Second, contrary to everyday assumptions, males are more likely to be assaulted in public whilst females are more vulnerable to violence in their own homes. For example, statistics for England and Wales show that men are more likely to be victims of assault outdoors and women are most likely to be attacked in their own homes or the home of their attacker (Government Statistical Service, 1994). In Canada in 1994, approximately forty-nine percent of homicides, sixty-one percent of sexual assaults and forty-nine percent of physical assaults occurred in private residences (Statistics Canada, 1995). Most murders (fifty-seven percent) in Australia in 1995 also took place in private dwellings. Assault is the largest category of offenses against the person in Australia and they most frequently occurred in private dwellings. In 1995 New Zealand (1996) statistics recorded that approximately fifty-two percent of indecent assaults, seventy seven percent of coercive sexual relations and sixty percent of sexual violation occurred within the home.

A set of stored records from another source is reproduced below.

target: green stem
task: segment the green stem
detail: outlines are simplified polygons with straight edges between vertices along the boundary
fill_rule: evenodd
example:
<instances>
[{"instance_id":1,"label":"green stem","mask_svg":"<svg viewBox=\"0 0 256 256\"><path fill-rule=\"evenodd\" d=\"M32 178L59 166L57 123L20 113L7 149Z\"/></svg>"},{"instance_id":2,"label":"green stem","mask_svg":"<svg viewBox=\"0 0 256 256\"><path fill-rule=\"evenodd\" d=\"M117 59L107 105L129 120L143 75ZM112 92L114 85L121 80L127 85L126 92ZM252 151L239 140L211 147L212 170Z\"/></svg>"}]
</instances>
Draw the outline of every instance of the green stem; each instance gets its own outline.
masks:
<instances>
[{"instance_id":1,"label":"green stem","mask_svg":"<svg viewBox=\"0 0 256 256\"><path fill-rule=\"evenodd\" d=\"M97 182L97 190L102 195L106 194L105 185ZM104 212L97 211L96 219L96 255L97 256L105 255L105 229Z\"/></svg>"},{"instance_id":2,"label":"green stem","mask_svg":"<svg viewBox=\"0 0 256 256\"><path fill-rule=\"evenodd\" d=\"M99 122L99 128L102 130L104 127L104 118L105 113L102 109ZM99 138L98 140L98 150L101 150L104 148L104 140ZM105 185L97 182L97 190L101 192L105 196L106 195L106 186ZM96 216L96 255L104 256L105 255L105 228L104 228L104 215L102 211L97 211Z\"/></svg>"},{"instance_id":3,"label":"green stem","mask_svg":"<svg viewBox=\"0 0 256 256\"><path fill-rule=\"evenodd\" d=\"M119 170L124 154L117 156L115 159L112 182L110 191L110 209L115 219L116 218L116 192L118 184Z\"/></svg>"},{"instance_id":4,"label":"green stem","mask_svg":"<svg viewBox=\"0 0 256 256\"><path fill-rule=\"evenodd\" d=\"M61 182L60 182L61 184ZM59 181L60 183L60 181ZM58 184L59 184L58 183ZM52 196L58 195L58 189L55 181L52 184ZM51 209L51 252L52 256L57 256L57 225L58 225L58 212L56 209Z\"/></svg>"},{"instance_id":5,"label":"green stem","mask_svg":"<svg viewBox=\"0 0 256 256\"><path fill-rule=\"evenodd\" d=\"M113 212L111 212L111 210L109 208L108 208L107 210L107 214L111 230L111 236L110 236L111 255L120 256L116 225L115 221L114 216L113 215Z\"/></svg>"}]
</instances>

Finally, the relationship between perpetrator and victim is also important. Data from the United States, the United Kingdom, Canada, Australia and New Zealand all confirm that heterosexual interpersonal violence, whether homicide, sexual assault or physical assault, is largely committed by persons known to the victim. Moreover, most offenses are committed in circumstances of interpersonal conflict.
Emergent Themes
Gender and Difference
This book coincides with a major theoretical shift in gender and interpersonal violence theories. Coming to terms with the complexities of patriarchy, gender relations, sexuality, subjectivity, colonialism and globalization has prompted a challenge to traditional conceptualizations of the relationship between gender and interpersonal violence. This past decade in particular has produced a proliferation of theories on subjectivity and gender relations, work taken up by a number of feminist scholars (see Flax, 1987; Butler, 1990; Haraway 1990; Hooks, 1990; Nicholson, 1990; Yeatman, 1990; Fraser and Nicholson, 1994). More recently, under the rubric of new sociology of gender theories (Dobash, Dobash and Noaks, 1995), a combination of feminist, poststructural and postmodern theory is attempting to deconstruct these concepts by calling attention to their essentialist girding.4 Poststructural and postmodern theories of gender radically call into question the notion of a pre-social (sexed) body, arguing instead that bodies are configured through social, political and cultural discourses. These theories posit an historical and changeable body, on which all possible configurations of power and signification are inscribed.